The Degenerate is on sale at unlesscollective.com for $139 with the promise that even after “you’ve worn it to death, send it back to us and we’ll return it harmlessly to the earth.”

Humankind’s addiction to buying and throwing away shoes is one of the great threats to the planet, as Sian Sutherland, moderator and co-founder of PlasticFree: Our Incredible Future NOW, illustrated before bringing Liedtke and Haverhals on stage. According to her graphic, 2.5 percent of all carbon pollution comes from aircraft, but footwear disposal isn’t far behind at 1.4 percent, and, she said, if sneakers were a country it would be the 17th worst polluter.

To tackle the enormity of the problem, Haverhals urged attendees to think with even greater enormity, because “impact and scale are two sides of the same coin.”

“If you can’t answer the fundamentals of the question of how to get your materials to scale in not just the millions, but the billions, then your idea isn’t good enough,” he said. “That’s not to say you can’t have niche applications, but my point is that to make generational change, the majority of people in this [or any] room are going to have to consume different products from different places.”

The market will help those massive scales be realized, Liedtke said, because consumers will begin to force market change, as they have with other products already.

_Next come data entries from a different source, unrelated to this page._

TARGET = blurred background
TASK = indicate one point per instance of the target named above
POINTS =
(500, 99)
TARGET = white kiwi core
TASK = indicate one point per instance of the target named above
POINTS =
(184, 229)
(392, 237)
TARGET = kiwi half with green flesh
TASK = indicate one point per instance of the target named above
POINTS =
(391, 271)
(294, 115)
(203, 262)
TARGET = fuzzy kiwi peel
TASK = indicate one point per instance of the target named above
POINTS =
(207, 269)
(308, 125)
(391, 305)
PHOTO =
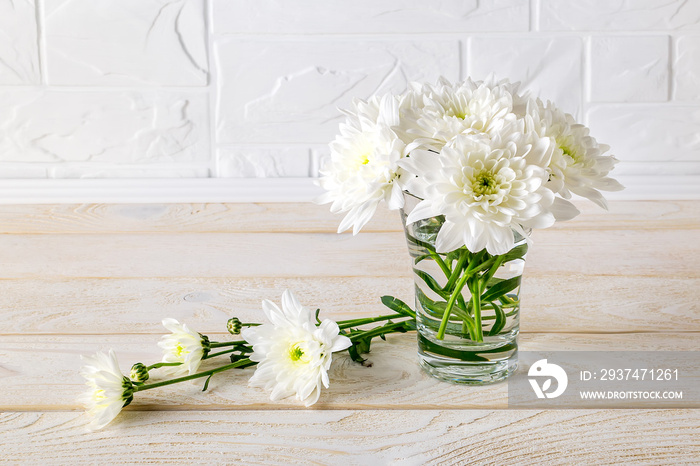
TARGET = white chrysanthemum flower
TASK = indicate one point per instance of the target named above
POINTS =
(448, 110)
(109, 390)
(183, 346)
(362, 170)
(577, 165)
(484, 192)
(293, 354)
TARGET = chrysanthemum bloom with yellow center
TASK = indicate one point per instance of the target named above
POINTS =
(362, 170)
(449, 110)
(183, 346)
(293, 353)
(484, 191)
(109, 390)
(577, 165)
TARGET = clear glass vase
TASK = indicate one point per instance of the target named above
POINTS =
(467, 305)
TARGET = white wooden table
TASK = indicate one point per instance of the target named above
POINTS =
(75, 279)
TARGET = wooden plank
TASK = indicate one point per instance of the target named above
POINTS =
(295, 217)
(666, 253)
(41, 373)
(551, 303)
(365, 437)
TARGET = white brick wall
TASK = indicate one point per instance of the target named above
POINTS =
(185, 89)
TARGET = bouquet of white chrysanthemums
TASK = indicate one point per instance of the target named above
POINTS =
(488, 158)
(483, 165)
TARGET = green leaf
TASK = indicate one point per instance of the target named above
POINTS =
(420, 258)
(515, 253)
(500, 289)
(500, 320)
(398, 306)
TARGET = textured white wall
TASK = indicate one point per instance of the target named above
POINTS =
(250, 88)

Unless Collective CEO and co-founder Eric Liedtke, left, Natural Fiber Welding co-founder and CEO Dr. Luke Haverhals and PlasticFree co-founder Sian Sutherland onstage for a discussion about sneaker waste at The New School in New York last Thursday.
Matt Hickman/Sourcing Journal

“If you give people the chance they’ll vote with their wallets,” he said. “Look at electric vehicles, they’ve crested at 5 percent of all car sales and that’s the tipping point to 20 percent. There are plenty of use cases out there. Think about plant-based milks. When I was younger there was stuff you had to choke down, but now, who doesn’t prefer oat milk?”

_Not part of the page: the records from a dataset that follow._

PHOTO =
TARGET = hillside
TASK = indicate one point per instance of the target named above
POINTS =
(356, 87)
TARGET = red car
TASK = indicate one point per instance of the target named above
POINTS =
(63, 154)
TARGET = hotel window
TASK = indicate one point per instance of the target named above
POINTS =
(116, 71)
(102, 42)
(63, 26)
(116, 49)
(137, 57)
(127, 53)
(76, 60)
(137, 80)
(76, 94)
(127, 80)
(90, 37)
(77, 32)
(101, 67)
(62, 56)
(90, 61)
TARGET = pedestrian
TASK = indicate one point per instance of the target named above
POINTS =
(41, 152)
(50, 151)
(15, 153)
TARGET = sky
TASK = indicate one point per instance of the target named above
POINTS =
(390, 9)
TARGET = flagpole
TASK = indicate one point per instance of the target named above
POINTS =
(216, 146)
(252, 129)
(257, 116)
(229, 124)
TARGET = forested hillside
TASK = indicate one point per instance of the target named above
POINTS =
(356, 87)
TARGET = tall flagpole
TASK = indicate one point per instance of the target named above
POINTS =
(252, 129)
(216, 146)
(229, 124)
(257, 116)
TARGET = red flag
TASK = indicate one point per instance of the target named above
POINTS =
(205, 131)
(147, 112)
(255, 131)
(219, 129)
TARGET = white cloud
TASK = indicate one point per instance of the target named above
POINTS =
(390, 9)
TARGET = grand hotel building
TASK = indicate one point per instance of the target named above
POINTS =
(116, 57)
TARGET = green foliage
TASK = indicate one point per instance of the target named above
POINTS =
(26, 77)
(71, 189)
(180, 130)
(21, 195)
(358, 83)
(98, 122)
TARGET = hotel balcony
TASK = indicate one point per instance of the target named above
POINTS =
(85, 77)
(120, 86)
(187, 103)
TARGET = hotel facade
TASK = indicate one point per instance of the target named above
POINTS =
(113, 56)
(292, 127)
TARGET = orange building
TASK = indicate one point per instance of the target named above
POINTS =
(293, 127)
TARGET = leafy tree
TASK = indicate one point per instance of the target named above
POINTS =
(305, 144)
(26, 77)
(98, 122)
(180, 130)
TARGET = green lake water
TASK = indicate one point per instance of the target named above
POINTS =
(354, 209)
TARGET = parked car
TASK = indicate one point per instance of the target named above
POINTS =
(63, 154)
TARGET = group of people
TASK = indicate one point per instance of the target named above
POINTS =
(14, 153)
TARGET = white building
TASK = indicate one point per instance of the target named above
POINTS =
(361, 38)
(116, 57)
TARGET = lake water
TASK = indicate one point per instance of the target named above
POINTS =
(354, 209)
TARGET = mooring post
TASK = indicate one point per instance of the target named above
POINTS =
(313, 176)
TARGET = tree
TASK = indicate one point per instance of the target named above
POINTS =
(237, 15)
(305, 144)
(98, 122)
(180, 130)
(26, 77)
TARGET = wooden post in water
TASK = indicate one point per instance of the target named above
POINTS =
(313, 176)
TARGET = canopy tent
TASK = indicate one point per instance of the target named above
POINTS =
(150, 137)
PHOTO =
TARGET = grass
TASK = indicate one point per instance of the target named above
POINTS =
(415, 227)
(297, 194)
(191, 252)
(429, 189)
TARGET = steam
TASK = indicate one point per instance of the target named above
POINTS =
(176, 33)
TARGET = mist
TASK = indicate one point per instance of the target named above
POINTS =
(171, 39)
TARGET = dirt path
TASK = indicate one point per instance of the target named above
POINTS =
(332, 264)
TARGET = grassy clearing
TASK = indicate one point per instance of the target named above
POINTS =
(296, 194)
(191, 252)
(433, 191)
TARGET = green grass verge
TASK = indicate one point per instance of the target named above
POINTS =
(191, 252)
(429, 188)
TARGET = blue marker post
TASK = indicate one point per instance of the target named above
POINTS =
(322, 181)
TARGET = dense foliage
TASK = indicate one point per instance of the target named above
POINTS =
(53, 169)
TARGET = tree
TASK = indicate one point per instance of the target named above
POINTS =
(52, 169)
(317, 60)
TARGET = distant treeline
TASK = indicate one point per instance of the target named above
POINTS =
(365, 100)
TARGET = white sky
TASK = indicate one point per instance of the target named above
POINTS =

The message of the name “Unless Collective” is one of burden, responsibility and the dread of cataclysm, but Haverhals closed the discussion with a hopeful reminder of the replenishing nature of regeneration.

“There is already life in the soil that sequesters carbon dioxide using solar energy,” he said. “It’s at such an enormous scale, as long as you take care of the soil we can’t possibly exhaust it.”